Evaluation: The test dataset is used to benchmark the performance of both baseline and fine-tuned models.
Benchmarking models
Baseline models:
LastMile_Summarization (alBERTa)
Phoenix Arize - GPT-4o and GPT-4o-mini
Fine tuned models (alBERTa): LastMile_100 , LastMile_200, LastMile_400 , LastMile_700
alBERTa fine-tuned with 100, 200, 400, and 700 training samples, respectively.
Results
Accuracy: We observe that fine-tuning yields only marginal benefit over baseline Summarization score metric in AutoEval. Overall, using alBERTa for summarization score metric significantly outperforms gpt-4o and gpt-4o-mini.
Efficiency: alBERTa wall time inference efficiency continues to dramatically outperform LLMs.
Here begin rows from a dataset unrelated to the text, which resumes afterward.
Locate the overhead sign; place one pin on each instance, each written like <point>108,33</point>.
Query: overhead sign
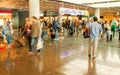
<point>73,11</point>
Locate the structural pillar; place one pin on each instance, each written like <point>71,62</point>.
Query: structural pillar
<point>97,13</point>
<point>34,8</point>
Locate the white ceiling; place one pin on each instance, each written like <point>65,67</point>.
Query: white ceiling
<point>104,5</point>
<point>96,3</point>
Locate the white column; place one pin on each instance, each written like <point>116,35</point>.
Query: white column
<point>34,8</point>
<point>97,13</point>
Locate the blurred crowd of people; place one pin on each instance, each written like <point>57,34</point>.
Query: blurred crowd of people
<point>35,29</point>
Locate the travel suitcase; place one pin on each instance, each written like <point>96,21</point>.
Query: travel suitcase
<point>21,42</point>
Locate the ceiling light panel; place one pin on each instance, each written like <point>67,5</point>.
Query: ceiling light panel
<point>104,5</point>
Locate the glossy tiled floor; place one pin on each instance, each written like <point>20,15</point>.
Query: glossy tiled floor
<point>68,56</point>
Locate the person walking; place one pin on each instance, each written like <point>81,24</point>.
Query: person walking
<point>41,36</point>
<point>56,27</point>
<point>28,31</point>
<point>95,31</point>
<point>114,24</point>
<point>35,32</point>
<point>7,31</point>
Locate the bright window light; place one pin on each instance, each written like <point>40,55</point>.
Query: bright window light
<point>104,5</point>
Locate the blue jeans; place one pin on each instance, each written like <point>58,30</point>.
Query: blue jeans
<point>8,38</point>
<point>33,41</point>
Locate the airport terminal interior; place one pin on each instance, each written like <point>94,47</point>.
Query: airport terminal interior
<point>61,51</point>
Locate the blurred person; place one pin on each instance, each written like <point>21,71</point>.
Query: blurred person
<point>56,27</point>
<point>41,35</point>
<point>109,33</point>
<point>114,24</point>
<point>119,28</point>
<point>7,31</point>
<point>28,31</point>
<point>77,26</point>
<point>35,33</point>
<point>95,31</point>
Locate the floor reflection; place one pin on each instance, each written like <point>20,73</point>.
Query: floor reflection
<point>8,63</point>
<point>91,67</point>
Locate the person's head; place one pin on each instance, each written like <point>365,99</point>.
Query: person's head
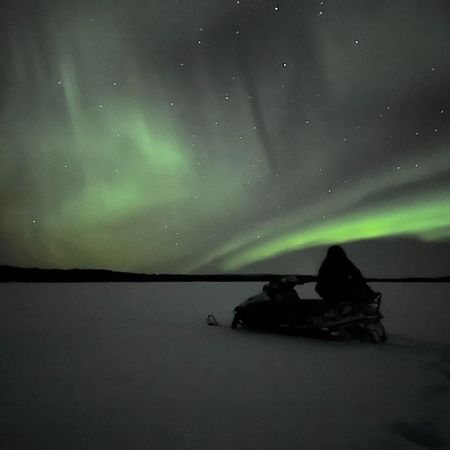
<point>336,252</point>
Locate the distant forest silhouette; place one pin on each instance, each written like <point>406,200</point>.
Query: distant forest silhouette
<point>37,275</point>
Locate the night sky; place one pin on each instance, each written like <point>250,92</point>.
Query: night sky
<point>176,136</point>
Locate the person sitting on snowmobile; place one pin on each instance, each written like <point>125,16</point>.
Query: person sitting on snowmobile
<point>339,280</point>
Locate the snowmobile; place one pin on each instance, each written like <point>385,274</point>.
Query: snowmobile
<point>278,308</point>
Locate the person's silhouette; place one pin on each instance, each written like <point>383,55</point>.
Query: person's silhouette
<point>339,280</point>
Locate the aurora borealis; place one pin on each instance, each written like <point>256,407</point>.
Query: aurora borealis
<point>209,135</point>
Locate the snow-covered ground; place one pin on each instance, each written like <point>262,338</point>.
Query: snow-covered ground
<point>134,366</point>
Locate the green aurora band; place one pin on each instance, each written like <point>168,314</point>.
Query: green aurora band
<point>99,170</point>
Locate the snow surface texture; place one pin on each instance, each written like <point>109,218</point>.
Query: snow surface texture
<point>134,366</point>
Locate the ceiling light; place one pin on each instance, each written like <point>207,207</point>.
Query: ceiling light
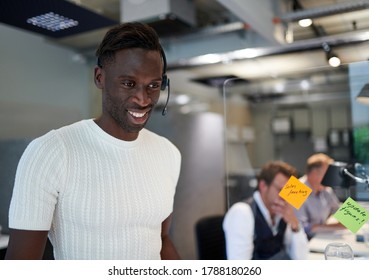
<point>333,60</point>
<point>52,22</point>
<point>363,96</point>
<point>306,22</point>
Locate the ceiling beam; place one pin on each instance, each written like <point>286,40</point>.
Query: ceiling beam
<point>258,14</point>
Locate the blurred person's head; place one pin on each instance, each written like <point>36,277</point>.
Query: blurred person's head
<point>271,179</point>
<point>316,166</point>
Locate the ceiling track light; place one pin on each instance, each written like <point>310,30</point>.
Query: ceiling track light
<point>332,58</point>
<point>363,96</point>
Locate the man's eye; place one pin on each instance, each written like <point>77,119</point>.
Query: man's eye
<point>128,83</point>
<point>154,85</point>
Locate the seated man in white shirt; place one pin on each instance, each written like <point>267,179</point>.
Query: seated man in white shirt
<point>316,212</point>
<point>265,226</point>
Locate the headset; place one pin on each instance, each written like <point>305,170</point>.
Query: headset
<point>165,81</point>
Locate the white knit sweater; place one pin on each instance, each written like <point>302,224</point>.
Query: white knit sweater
<point>100,197</point>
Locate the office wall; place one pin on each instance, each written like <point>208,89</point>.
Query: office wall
<point>42,85</point>
<point>200,190</point>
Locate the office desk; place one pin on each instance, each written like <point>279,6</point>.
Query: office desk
<point>4,239</point>
<point>318,243</point>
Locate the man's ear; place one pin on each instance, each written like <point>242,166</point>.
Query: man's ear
<point>262,186</point>
<point>98,77</point>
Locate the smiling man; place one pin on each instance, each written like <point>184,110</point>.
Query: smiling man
<point>103,188</point>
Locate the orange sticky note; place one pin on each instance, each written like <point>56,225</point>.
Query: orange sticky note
<point>295,192</point>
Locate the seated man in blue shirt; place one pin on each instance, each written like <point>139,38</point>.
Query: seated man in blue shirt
<point>265,226</point>
<point>322,203</point>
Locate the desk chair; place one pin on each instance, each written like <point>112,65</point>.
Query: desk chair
<point>210,238</point>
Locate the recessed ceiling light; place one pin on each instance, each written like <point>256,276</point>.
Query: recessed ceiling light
<point>306,22</point>
<point>52,21</point>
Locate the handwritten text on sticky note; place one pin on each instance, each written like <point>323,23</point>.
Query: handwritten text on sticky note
<point>352,215</point>
<point>295,192</point>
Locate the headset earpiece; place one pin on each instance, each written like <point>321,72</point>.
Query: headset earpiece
<point>165,79</point>
<point>164,82</point>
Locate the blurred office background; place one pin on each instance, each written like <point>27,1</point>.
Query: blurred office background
<point>248,85</point>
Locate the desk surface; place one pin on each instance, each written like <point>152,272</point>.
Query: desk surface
<point>318,243</point>
<point>4,239</point>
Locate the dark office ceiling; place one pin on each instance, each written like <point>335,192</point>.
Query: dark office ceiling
<point>343,25</point>
<point>52,18</point>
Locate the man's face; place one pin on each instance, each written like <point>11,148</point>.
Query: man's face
<point>270,194</point>
<point>131,88</point>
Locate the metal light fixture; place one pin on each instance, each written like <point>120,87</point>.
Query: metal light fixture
<point>332,58</point>
<point>340,174</point>
<point>363,96</point>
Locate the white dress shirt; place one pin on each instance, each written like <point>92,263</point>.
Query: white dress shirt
<point>239,224</point>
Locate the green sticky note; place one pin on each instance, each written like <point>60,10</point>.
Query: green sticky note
<point>352,215</point>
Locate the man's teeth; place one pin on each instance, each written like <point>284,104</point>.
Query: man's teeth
<point>137,115</point>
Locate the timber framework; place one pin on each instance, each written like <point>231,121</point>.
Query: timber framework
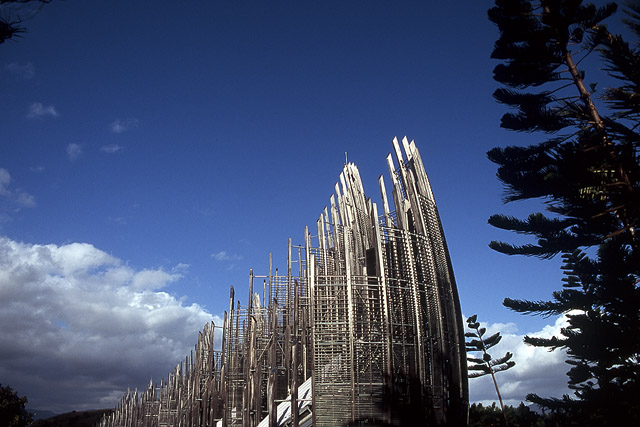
<point>363,327</point>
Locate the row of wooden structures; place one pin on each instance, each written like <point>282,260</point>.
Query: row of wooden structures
<point>366,313</point>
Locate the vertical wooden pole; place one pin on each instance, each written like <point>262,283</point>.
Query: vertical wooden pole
<point>294,358</point>
<point>273,368</point>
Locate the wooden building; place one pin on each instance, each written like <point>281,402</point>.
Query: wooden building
<point>363,327</point>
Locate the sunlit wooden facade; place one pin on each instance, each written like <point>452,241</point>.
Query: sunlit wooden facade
<point>364,326</point>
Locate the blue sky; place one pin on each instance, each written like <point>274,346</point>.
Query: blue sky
<point>158,150</point>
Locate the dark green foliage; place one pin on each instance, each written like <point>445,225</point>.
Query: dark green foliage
<point>480,343</point>
<point>588,176</point>
<point>521,416</point>
<point>12,409</point>
<point>485,364</point>
<point>12,15</point>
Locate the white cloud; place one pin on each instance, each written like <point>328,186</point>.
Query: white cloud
<point>224,256</point>
<point>36,109</point>
<point>74,151</point>
<point>123,125</point>
<point>79,318</point>
<point>14,198</point>
<point>111,148</point>
<point>537,370</point>
<point>25,72</point>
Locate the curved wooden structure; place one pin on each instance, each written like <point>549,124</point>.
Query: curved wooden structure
<point>366,320</point>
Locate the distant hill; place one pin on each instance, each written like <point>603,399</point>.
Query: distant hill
<point>40,414</point>
<point>73,419</point>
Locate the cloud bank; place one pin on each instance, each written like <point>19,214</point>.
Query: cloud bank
<point>536,371</point>
<point>78,326</point>
<point>123,125</point>
<point>12,199</point>
<point>37,109</point>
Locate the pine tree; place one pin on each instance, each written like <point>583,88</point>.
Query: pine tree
<point>12,15</point>
<point>587,173</point>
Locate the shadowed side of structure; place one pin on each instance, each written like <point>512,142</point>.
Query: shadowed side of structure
<point>363,327</point>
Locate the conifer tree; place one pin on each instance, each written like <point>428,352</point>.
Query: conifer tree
<point>587,173</point>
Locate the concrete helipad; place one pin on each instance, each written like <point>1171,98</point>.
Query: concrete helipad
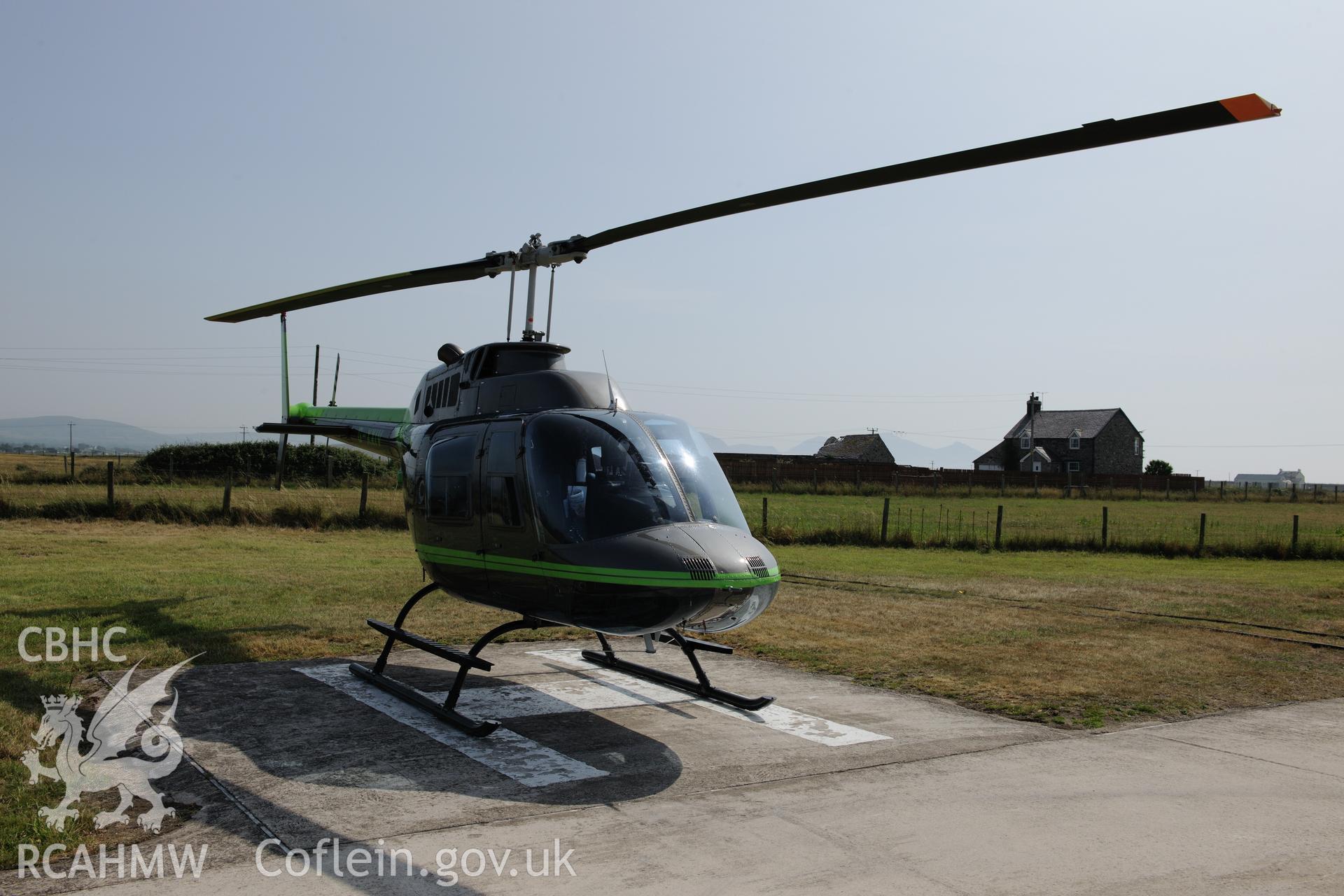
<point>835,786</point>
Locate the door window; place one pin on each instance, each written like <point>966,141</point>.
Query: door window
<point>449,477</point>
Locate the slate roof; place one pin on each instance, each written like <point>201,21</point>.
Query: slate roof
<point>1060,425</point>
<point>992,456</point>
<point>853,448</point>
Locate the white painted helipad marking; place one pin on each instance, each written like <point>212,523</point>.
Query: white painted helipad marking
<point>790,722</point>
<point>505,751</point>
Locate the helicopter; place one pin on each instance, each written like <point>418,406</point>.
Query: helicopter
<point>537,489</point>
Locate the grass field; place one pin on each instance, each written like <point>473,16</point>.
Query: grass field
<point>1231,526</point>
<point>1075,640</point>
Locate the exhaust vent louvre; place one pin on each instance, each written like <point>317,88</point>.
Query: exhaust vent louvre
<point>699,567</point>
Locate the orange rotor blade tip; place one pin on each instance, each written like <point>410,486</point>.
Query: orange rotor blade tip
<point>1250,106</point>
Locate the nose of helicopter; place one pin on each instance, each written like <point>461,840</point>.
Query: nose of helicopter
<point>707,577</point>
<point>745,571</point>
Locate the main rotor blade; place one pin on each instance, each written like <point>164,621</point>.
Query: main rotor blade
<point>391,282</point>
<point>1100,133</point>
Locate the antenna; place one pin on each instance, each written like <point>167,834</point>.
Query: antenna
<point>550,305</point>
<point>318,356</point>
<point>508,328</point>
<point>610,393</point>
<point>335,379</point>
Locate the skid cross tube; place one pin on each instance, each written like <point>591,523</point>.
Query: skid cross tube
<point>470,660</point>
<point>701,687</point>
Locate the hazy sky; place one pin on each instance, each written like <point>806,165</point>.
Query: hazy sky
<point>166,162</point>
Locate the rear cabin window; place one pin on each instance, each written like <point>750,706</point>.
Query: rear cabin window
<point>448,479</point>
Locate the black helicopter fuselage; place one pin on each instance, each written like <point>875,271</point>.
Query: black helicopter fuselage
<point>530,488</point>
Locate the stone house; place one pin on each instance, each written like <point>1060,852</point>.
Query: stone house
<point>857,448</point>
<point>1093,442</point>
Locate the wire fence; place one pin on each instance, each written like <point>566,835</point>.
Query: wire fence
<point>1236,526</point>
<point>1168,528</point>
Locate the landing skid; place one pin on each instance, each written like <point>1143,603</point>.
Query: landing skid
<point>701,687</point>
<point>447,711</point>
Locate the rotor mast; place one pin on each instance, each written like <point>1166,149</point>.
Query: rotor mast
<point>531,257</point>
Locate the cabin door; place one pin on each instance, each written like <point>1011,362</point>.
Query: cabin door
<point>508,532</point>
<point>454,517</point>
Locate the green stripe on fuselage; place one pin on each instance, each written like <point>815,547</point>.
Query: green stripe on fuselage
<point>354,414</point>
<point>608,575</point>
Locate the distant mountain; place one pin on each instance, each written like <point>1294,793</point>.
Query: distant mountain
<point>720,447</point>
<point>958,454</point>
<point>109,435</point>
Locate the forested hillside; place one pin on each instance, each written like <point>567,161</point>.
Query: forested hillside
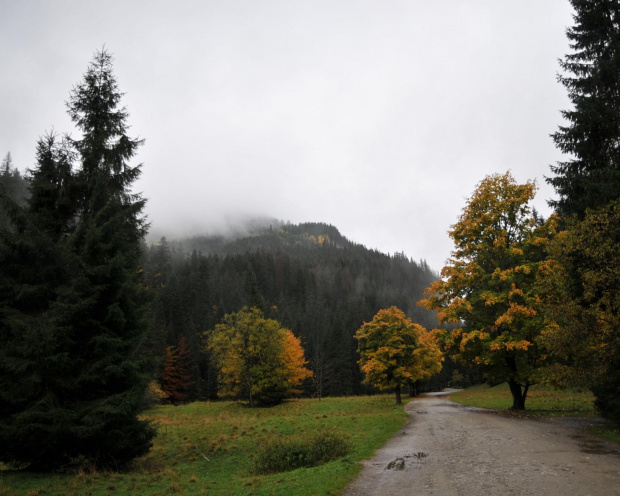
<point>308,277</point>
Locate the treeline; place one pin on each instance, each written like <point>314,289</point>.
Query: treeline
<point>308,277</point>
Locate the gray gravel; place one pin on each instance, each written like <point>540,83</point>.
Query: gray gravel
<point>449,449</point>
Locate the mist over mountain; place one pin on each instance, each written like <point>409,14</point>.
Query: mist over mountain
<point>307,276</point>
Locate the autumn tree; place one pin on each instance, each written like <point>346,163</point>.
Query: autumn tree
<point>257,357</point>
<point>394,350</point>
<point>488,289</point>
<point>590,177</point>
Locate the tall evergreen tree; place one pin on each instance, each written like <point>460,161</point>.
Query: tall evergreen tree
<point>83,405</point>
<point>591,177</point>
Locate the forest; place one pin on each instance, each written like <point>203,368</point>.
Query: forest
<point>96,324</point>
<point>308,277</point>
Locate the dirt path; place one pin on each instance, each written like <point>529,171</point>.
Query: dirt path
<point>448,449</point>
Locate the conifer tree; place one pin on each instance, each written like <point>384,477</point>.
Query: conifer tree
<point>591,177</point>
<point>79,377</point>
<point>178,382</point>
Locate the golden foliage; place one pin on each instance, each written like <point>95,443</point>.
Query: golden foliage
<point>489,287</point>
<point>394,350</point>
<point>257,357</point>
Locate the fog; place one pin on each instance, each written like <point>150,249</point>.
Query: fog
<point>379,118</point>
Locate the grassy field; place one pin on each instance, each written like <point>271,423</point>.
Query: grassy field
<point>209,448</point>
<point>541,401</point>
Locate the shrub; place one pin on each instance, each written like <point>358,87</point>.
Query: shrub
<point>283,454</point>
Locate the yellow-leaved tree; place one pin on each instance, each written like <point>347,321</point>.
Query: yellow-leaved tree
<point>257,357</point>
<point>488,289</point>
<point>394,350</point>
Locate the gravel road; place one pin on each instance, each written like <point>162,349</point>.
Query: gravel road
<point>449,449</point>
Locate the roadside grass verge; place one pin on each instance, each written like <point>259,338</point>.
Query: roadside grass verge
<point>210,448</point>
<point>542,401</point>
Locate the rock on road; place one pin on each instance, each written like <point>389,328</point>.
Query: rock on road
<point>454,450</point>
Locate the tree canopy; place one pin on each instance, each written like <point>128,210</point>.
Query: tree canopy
<point>257,357</point>
<point>394,351</point>
<point>72,310</point>
<point>591,176</point>
<point>488,289</point>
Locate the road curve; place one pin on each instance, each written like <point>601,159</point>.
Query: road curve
<point>448,449</point>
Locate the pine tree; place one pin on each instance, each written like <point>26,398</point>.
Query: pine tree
<point>591,178</point>
<point>78,371</point>
<point>178,382</point>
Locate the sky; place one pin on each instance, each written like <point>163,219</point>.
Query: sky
<point>377,117</point>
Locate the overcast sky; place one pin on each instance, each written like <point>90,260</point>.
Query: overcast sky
<point>378,117</point>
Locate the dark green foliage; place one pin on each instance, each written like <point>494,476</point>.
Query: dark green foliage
<point>72,312</point>
<point>591,177</point>
<point>589,181</point>
<point>284,454</point>
<point>13,186</point>
<point>179,377</point>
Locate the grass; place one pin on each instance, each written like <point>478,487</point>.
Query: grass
<point>209,448</point>
<point>541,401</point>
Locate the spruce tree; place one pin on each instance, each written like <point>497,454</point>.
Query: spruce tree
<point>90,329</point>
<point>591,177</point>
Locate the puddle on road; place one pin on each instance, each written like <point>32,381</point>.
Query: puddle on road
<point>597,448</point>
<point>400,463</point>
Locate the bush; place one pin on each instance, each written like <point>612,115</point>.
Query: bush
<point>281,455</point>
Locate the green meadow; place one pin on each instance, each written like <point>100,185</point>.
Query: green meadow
<point>211,448</point>
<point>542,401</point>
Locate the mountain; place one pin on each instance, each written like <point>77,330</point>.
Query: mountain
<point>307,276</point>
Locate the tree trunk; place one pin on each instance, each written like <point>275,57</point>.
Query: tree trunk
<point>398,399</point>
<point>518,394</point>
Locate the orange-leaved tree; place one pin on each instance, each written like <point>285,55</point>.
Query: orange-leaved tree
<point>394,350</point>
<point>488,289</point>
<point>257,357</point>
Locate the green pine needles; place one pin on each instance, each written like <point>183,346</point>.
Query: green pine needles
<point>73,373</point>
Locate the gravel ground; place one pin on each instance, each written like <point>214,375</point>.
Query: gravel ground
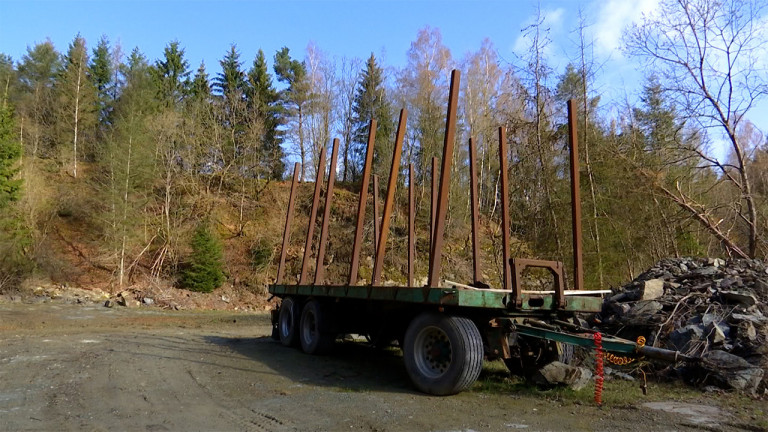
<point>87,367</point>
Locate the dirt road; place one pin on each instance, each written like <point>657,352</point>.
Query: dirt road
<point>74,367</point>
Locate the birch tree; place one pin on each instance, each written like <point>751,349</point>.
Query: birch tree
<point>707,54</point>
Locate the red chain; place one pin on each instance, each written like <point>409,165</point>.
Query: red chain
<point>598,369</point>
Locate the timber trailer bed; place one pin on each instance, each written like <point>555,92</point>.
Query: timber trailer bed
<point>445,329</point>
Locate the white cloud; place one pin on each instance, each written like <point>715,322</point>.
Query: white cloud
<point>612,17</point>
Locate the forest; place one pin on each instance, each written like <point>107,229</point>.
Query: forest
<point>136,170</point>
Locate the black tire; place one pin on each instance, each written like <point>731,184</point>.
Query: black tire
<point>288,322</point>
<point>443,354</point>
<point>312,332</point>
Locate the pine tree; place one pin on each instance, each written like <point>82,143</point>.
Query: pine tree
<point>205,271</point>
<point>10,151</point>
<point>371,102</point>
<point>263,101</point>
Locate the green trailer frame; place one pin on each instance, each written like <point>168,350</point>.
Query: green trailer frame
<point>446,329</point>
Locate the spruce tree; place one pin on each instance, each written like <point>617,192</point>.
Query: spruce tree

Since alBERTa is a 400M parameter model, this is expected; however, the results are particularly impressive due to CPU-based inference.
The benchmarking results for AutoEval demonstrate the impact of using small language models for common evaluation tasks.
Significant Performance Improvements through Fine-Tuning:
Fine-tuned models outperformed their baseline counterparts across all metrics, but the effect was most pronounced for Faithfulness.
Effectiveness of Balanced Training Data:
Ensuring an equal distribution of positive and negative samples during fine-tuning proved critical in maintaining model consistency.
This balanced approach minimized bias and enhanced the models’ ability to generalize across diverse inputs.
Efficiency of LastMile Models:
AutoEval’s fine-tuned LastMile models exhibited significantly lower inference times compared to baseline and competitor models, making them a practical choice for real-world applications.
This efficiency ensures that high-performance evaluation tasks can be executed without compromising speed.
Final thoughts
AutoEval's fine-tuning capability provides developers with the tools to create domain-specific evaluation metrics that are both accurate and efficient. This helps ensure that compound AI applications can be rigorously evaluated while maintaining practical usability.